Which came first, the chicken or the fag?
I’ve never smoked. My Dad did, but gave up ciggies for pipe and cigars only by the time I was about ten, and then finally gave them up when he was in his late sixties.
I can remember the one and only time I was tempted, but decided in that moment I wasn’t going to and that was that.
I remember my Mum trying a fag when I was a kid, but she didn’t like it and never touched one again.
After going through our adoption process, we used to attend a support group for parents of adopted kids, and often had a guest speaker.
One of these was a Police Officer from the Drugs Unit in Bristol, and he came to explain the perils of drug use and signs to look out for in our kids.
He had samples of fake drugs to show us what they looked like, and the normal quantities of each one that were normally sold to users.
He also went through the addictive properties of each, telling us that nicotine was more addictive than heroine, and all it took was five cigarettes to become addicted.
He said, knowing what we know now, if tobacco came on the market today, it would be a prohibited substance.
I remember the ciggy adds when I was growing up. I never understood how something burning red hot could be referred to as, “Cool as a mountain stream.”
That’s the power of advertising for you.
When I first started work, smoking was allowed. Later, smoking indoors was banned, and eventually smoking anywhere on site was banned, although people still did it in secluded places. Well, the site was huge, perhaps fifty acres in total before bits got sold off.
Before it was banned I had a stand-up argument with one of the hourly-paid chaps, a really horrible bloke and a self confessed thief.
I was staff so I could request, but not order instruct, and I was twenty something, less than half his age.
I insisted that he must not smoke in the control room.
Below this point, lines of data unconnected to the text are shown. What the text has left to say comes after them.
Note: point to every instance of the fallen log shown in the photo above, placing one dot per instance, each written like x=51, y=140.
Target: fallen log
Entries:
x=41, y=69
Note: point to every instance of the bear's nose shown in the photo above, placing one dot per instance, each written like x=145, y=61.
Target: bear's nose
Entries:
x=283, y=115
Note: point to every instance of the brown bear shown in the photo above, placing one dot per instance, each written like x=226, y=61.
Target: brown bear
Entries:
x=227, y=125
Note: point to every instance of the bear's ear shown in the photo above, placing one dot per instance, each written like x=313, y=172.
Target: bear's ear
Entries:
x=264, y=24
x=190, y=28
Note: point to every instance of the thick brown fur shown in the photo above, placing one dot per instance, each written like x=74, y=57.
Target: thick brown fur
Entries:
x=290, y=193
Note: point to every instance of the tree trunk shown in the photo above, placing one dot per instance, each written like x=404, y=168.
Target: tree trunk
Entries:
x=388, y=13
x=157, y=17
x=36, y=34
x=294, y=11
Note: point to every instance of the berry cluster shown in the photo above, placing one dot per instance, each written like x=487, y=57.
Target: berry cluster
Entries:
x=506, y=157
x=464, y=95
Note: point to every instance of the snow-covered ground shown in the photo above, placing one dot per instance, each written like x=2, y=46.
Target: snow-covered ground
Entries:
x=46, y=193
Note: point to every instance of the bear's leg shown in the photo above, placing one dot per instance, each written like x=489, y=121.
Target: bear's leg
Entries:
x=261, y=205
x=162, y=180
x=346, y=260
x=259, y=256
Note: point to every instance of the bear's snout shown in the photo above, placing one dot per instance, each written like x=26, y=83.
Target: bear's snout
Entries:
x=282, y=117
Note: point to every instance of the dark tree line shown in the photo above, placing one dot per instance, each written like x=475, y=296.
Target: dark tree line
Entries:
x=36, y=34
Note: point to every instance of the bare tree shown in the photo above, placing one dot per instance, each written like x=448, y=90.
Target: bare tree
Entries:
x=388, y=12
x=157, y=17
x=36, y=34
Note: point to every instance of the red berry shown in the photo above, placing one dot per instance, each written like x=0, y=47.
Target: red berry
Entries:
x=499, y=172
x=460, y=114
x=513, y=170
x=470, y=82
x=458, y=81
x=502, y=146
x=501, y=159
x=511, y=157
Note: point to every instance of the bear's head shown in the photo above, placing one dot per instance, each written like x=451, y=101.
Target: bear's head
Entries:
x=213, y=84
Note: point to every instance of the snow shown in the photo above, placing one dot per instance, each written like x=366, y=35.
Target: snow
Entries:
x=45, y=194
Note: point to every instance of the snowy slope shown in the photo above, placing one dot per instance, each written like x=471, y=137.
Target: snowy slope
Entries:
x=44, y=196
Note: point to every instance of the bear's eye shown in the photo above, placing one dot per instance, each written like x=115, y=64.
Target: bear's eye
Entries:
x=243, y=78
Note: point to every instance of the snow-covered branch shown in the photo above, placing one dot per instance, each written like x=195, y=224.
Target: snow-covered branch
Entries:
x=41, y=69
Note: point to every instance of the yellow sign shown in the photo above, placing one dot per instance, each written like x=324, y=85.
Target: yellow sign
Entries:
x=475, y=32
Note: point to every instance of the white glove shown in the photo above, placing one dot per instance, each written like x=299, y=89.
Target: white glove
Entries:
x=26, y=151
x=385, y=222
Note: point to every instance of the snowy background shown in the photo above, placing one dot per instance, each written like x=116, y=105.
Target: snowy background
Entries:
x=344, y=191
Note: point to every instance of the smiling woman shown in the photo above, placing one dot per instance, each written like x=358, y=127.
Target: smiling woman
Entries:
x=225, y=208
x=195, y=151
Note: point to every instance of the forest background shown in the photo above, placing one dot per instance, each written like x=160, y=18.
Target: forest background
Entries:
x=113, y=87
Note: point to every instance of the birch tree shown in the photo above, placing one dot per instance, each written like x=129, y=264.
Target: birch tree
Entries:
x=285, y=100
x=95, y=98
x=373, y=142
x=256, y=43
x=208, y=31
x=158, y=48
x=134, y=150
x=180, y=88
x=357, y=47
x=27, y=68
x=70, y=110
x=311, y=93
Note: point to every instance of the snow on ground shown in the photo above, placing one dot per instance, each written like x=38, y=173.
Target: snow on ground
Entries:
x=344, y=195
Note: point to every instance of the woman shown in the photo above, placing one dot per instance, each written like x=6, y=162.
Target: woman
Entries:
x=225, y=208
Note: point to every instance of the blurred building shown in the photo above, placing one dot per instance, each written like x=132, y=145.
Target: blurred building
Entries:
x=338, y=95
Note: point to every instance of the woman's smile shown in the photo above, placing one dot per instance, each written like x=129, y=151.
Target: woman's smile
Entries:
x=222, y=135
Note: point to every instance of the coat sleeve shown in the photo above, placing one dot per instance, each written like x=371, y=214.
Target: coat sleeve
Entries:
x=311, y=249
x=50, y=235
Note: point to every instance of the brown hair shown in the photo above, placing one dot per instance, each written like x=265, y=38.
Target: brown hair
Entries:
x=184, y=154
He said it was allowed.
Well you see, I had done my homework and read the Offices, Shops, Factories, and Railway Premises Act current at the time, because there was a copy of the relevant part posted on the first landing of the building.
I quoted the relevant paragraphs that basically said, though shall not smoke or produce sparks or naked flames in the vicinity of (distances given) fuel storage (gas, flammable liquids, fuel oil, etcetera) or pipework, or buildings where said flammable stuff is used.
I then poined out that one of the control rooms was adjacent to a fuel farm, and both control rooms had kerosene fuel pipes of about 100mm bore running under and through them up to the point where they were connected to the engine under test.
One of the Inspectors, whom everyone liked and got on with went down to read the Act framed on the stairway wall.
When he came back he just said, “He’s right, and it’s a criminal offence if you do it.”
That was that. No more smoking in control rooms, at least not whilst I was there.
Many years later I was on another test bed with a similar layout when a fuel pipe broke resulting in a rather scary fire. We had to evacuate across a flat roof as the fire went under us, and then down a metal escape ladder bolted to the side of the building.
Oh how we laughed all the way to the launderette.